Herzliche Grüße und nochmals Danke.
Gerne beantworte ich Ihre Nachfrage:
Die Verjährungsfrist beginnt nicht mit dem Zeitpunkt der Anpflanzung, sondern dann, wenn Kenntnis von der Störung erlangt wird. Störung ist in diesem Fall das Überschreiten der Höchstgrenzen des § 9 SächsNRG. Nur wenn diese Höchstgrenzen überschritten werden, besteht ein Anspruch auf Zurückschneiden oder Beseitigung nach § 14 SächsNRG. Dieser Anspruch wiederum verjährt in 3 Jahren. Es kommt also darauf an, seit wann das Überschreiten der Höchstgrenzen bekannt ist.

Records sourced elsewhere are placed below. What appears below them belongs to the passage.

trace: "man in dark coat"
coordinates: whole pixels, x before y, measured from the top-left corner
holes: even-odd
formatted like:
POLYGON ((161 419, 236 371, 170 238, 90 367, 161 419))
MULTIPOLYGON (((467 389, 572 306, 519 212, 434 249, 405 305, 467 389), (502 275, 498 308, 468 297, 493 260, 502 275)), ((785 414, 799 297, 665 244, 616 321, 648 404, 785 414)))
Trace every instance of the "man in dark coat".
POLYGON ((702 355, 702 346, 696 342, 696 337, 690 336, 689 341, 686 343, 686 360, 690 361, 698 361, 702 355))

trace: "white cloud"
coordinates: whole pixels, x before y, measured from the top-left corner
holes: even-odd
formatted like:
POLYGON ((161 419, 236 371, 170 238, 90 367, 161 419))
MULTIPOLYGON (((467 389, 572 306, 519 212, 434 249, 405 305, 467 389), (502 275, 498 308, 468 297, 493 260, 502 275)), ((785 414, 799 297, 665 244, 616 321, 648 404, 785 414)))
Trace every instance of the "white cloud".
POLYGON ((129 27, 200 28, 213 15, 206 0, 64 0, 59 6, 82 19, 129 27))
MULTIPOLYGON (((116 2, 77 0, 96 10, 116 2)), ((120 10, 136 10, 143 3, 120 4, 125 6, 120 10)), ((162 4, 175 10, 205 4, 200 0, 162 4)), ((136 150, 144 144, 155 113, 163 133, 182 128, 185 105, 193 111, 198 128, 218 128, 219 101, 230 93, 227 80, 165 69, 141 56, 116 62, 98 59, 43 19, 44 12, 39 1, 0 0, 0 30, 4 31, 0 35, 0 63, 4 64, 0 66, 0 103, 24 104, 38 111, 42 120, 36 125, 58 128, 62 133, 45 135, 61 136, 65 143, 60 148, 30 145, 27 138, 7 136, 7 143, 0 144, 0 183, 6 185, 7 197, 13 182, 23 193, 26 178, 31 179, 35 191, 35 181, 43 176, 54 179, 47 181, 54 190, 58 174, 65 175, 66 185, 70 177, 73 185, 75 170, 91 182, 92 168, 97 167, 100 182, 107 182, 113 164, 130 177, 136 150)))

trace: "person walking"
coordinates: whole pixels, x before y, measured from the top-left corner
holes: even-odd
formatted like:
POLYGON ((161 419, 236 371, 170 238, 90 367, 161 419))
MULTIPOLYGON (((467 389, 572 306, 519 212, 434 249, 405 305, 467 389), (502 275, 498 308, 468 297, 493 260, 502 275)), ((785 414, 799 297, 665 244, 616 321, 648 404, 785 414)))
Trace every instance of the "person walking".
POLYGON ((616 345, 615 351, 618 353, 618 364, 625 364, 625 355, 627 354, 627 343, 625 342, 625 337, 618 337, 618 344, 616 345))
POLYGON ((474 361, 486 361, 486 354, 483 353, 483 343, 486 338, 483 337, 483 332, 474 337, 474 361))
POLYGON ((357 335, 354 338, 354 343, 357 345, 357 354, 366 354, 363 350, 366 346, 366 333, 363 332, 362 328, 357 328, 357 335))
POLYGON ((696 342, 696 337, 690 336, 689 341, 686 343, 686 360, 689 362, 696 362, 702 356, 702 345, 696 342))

Da Ihr Nachbar nicht Eigentümer, sondern nur Pächter ist, kann er keinen Anspruch aus dem SächsNRG geltend machen. Denn das Gesetz gilt nur zwischen den Eigentümern bzw. den anderen dort genannten Personen. Der Verpächter ist der Eigentümer und dieser müsste den Anspruch geltend machen. Es sei denn, er hat dem Pächter die Befugnis erteilt, diese Ansprüche in seinem Namen geltend zu machen. Wenn er aber nichts dagegen hat, ist das eher unwahrscheinlich.
Ob die Vermoosung tatsächlich eine konkrete Beeiträchtigung darstellt, muss im Streifall ein Sachverständiger beurteilen.